Obstetric Unit, Department of Medical and Surgical Sciences, Sant'Orsola-Malpighi Polyclinic, University of Bologna, Bologna, Italy.
Paediatric Cardiology and Adult Congenital Unit, Department of Cardiac, Thoracic and Vascular Sciences, Sant'Orsola-Malpighi Polyclinic, University of Bologna, Bologna, Italy.
Am J Obstet Gynecol MFM. 2020 Nov;2(4):100207. doi: 10.1016/j.ajogmf.2020.100207. Epub 2020 Aug 15.
The prenatal diagnosis of an isolated congenital heart defect is a matter of concern for parents. The decision of whether to terminate the pregnancy according to the different types of congenital heart defects has not been investigated yet.
This study aimed to evaluate the frequency of voluntary termination of pregnancy after the prenatal diagnosis of a congenital heart defect in a tertiary care center.
This was a retrospective study of patients who were referred to our center from January 2013 to December 2019, underwent fetal echocardiography, and were counseled by a perinatologist and a pediatric cardiologist. The following data were collected: prenatal diagnosis, including genetic testing; gestational age at diagnosis; and outcome of pregnancy. The diagnoses were stratified retrospectively according to the type of congenital heart defect and its severity (low complexity, moderate complexity, and high complexity) by a perinatologist and a pediatric cardiologist.

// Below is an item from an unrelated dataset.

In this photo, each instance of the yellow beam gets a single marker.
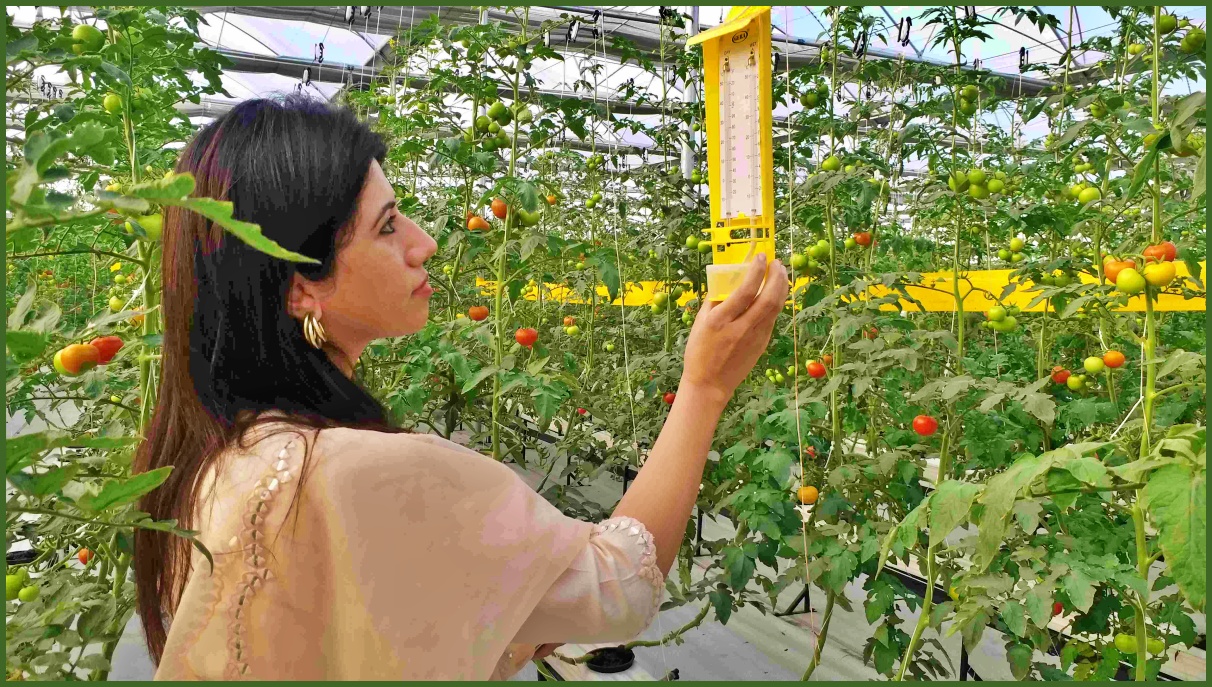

Of 704 women who received a diagnosis of fetal congenital heart defect, 531 (75.4%) were seen before 23 weeks' gestation, which is the upper limit imposed for the termination of pregnancy by the Italian legislation. Congenital heart defects were apparently isolated in 437 of 531 cases (82.3%). Overall, 108 of 531 patients (20.3%) requested a termination of pregnancy. The rate of termination of pregnancy was found to vary according to the severity of congenital heart defects: low complexity, 0%; moderate complexity, 12.1%, and high complexity, 33.2% (P<.001). The presence or absence of associated anomalies or the ethnicity of the couples was not found to have an influence on women's decisions.

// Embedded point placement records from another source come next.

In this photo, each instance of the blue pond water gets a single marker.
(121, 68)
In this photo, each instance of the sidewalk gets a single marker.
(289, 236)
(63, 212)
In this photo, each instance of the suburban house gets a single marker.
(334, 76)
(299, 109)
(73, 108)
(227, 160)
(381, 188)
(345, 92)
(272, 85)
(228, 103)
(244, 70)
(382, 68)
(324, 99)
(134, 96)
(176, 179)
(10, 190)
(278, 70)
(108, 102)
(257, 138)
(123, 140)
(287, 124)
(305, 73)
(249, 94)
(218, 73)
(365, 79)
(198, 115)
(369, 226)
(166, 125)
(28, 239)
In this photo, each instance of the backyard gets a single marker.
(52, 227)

In our population, the decision to terminate a pregnancy after the diagnosis of a fetal congenital heart defect is influenced by the surgical complexity of the congenital heart defect itself. However, most patients, including those with the most severe forms of congenital heart defect, decided to continue the pregnancy.

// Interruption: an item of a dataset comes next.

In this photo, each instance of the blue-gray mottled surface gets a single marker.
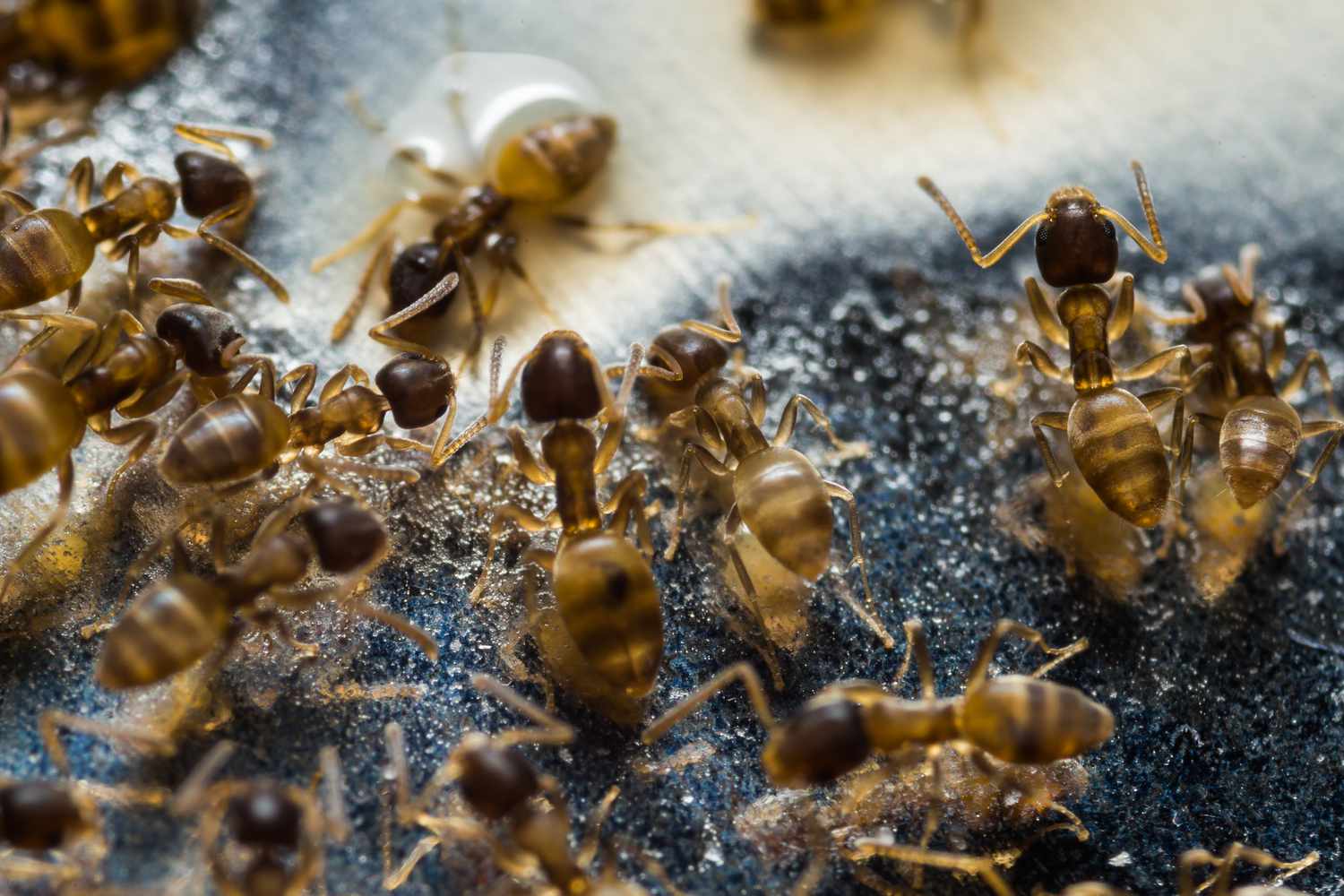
(1228, 715)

产前诊断出孤立性先天性心脏病会令父母担忧。对于不同类型的先天性心脏病,是否应根据其类型选择终止妊娠,目前尚未进行相关研究。
本研究旨在评估在三级医疗中心对先天性心脏病进行产前诊断后,自愿终止妊娠的频率。
这是一项回顾性研究,纳入了 2013 年 1 月至 2019 年 12 月期间在我院就诊的、经胎儿超声心动图检查、并由围产医生和儿科心脏病专家进行咨询的患者。收集的数据包括:产前诊断,包括基因检测;诊断时的孕周;妊娠结局。产前诊断由一名围产医生和一名儿科心脏病专家根据先天性心脏病的类型及其严重程度(低复杂性、中复杂性和高复杂性)进行回顾性分层。
在 704 名被诊断为胎儿先天性心脏病的女性中,531 名(75.4%)在 23 孕周之前就诊,这是意大利立法规定的终止妊娠的上限。在 531 例先天性心脏病患者中,437 例(82.3%)表现为孤立性先天性心脏病。总体而言,531 例患者中有 108 例(20.3%)要求终止妊娠。终止妊娠的比率随先天性心脏病严重程度的不同而有所差异:低复杂性为 0%;中复杂性为 12.1%;高复杂性为 33.2%(P<.001)。是否存在相关畸形或夫妇的种族并未发现对女性的决策有影响。
在我们的人群中,终止妊娠的决定取决于先天性心脏病本身的手术复杂性。然而,大多数患者,包括患有最严重先天性心脏病的患者,决定继续妊娠。